Now the sage-­kings are dead and the guarding of names has become lax, strange terms have arisen, and names and actualities have been confused. As the standard of right and wrong is not clear, even the guardians of law and the teachers of natural principles are in a state of confusion.”3

Semanticide is the murder of language through the misuse of names, either intentionally, or through becoming “lax” in guarding the meaning of names. It involves the confusion of words, and what those words represent. Semanticide fails to identify and distinguish the “fixed actualities” that names represent. It leads to disunity, confusion, and doubt (skepticism); lawsuits (will to power); wickedness, fraud, and dishonesty (distrust); unemployment, disobedience to law, and bad government. Semanticide has a cure. The cure is the rectification of names: identifying actualities and calling them by the correct name. Yet the cure must go deep. It must go to the heart of the most fundamental discipline in the academy. The cure must begin with the discipline of philosophy. The sages charged with “the guarding of names” in the West — the philosophers — are often the very people who have promoted and propagated semanticide in our day. Some in the academy are currently proclaiming the death of philosophy. Philosophy, which once stood as the foundation of Western Civilization, is dead. What then becomes of Western Civilization? What becomes of our common culture, traditions, and language? What becomes of the West in the face of globalization, multiculturalism, and secularization? What will be the source of unity for humankind in this context? What will determine whether we have named things aright? Will a political person or body determine the proper names of things?

… We will ask the question “what is reason?” And we will engage the question “how may reason be a shared source of authority for all human beings?” Minimally, reason is the laws of thought.4 Furthermore, we will ask “how can we use reason as common ground in a global, multicultural, secular context?” The means of exploring reason and public discourse is through the discipline of philosophy, and more specifically by examining a previous period of philosophical crisis similar to our own. The problem and diagnosis of semanticide goes to the question of reason in itself, reason’s application to being, and its expression in the proper use of words to express being. Reason and being have been the two fundamental concepts in the history of philosophy, and the denial of reason and being are at the root of semanticide today.

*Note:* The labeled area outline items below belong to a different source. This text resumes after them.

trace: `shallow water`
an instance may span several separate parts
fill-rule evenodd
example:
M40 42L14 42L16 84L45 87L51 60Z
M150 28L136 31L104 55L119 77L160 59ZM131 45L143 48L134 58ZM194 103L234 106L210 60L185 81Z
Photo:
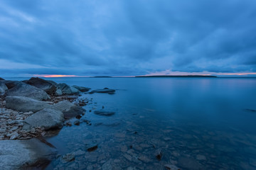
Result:
M81 118L92 125L64 127L47 139L60 155L75 154L73 162L62 163L60 157L48 169L256 169L256 79L50 79L118 90L80 96L92 98ZM102 106L115 115L93 113ZM89 152L92 142L98 148Z

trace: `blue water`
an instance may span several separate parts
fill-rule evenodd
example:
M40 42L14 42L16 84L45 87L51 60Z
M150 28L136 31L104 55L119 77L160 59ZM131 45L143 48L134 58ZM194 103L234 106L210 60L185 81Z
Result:
M92 125L64 127L48 139L60 155L77 152L75 161L62 163L60 156L48 169L256 169L256 79L48 79L117 89L80 97L92 98L81 119ZM95 115L102 106L115 115ZM85 145L92 141L98 149L88 152Z

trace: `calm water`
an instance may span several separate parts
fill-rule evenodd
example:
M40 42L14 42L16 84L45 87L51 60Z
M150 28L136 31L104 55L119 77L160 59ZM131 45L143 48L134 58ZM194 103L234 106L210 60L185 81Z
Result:
M81 118L92 125L64 127L48 139L60 155L76 155L66 164L57 158L48 169L256 169L256 112L247 110L256 110L256 79L50 79L117 90L80 96L92 98ZM95 115L102 106L115 115ZM91 142L98 148L88 152Z

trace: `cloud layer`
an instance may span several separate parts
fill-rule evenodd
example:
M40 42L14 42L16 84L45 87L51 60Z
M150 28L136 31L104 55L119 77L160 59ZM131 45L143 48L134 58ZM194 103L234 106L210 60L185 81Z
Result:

The contemporary crisis of public discourse has a history. There is also a solution to this crisis in the history of philosophy. To address the crisis and to find the solution to the problem of contemporary public discourse through a close grappling with the history of philosophy is an example of the method of Retrieval Philosophy. Yet, the crisis of public discourse also has roots in the very discipline of philosophy. Thus, Retrieval Philosophy also involves a method for disciplinary self-examination. Retrieval philosophy seeks to expose assumptions of contemporary philosophical schools, which are historically rooted, and which contribute to contemporary philosophical problems, the crisis of public discourse being one such example. To sum up: Retrieval Philosophy engages in the history of philosophy to address contemporary philosophical problems. These problems often have roots in the discipline of philosophy, thus Retrieval Philosophy serves also as a means of disciplinary self-examination.

1 See Scherer, Michael. “Is Truth Dead?” Time Magazine, March 22, 2017.­trump­fbi­surveillance­house­intelligence­committee/ Accessed 3/31/2017.
2 Szasz, Thomas. The Second Sin. (New York: Anchor Press, 1973), 22­23.
3 Chan, Wing­ Tsit (translator). A Source Book in Chinese Philosophy. (Princeton: Princeton University Press, 1969), 124.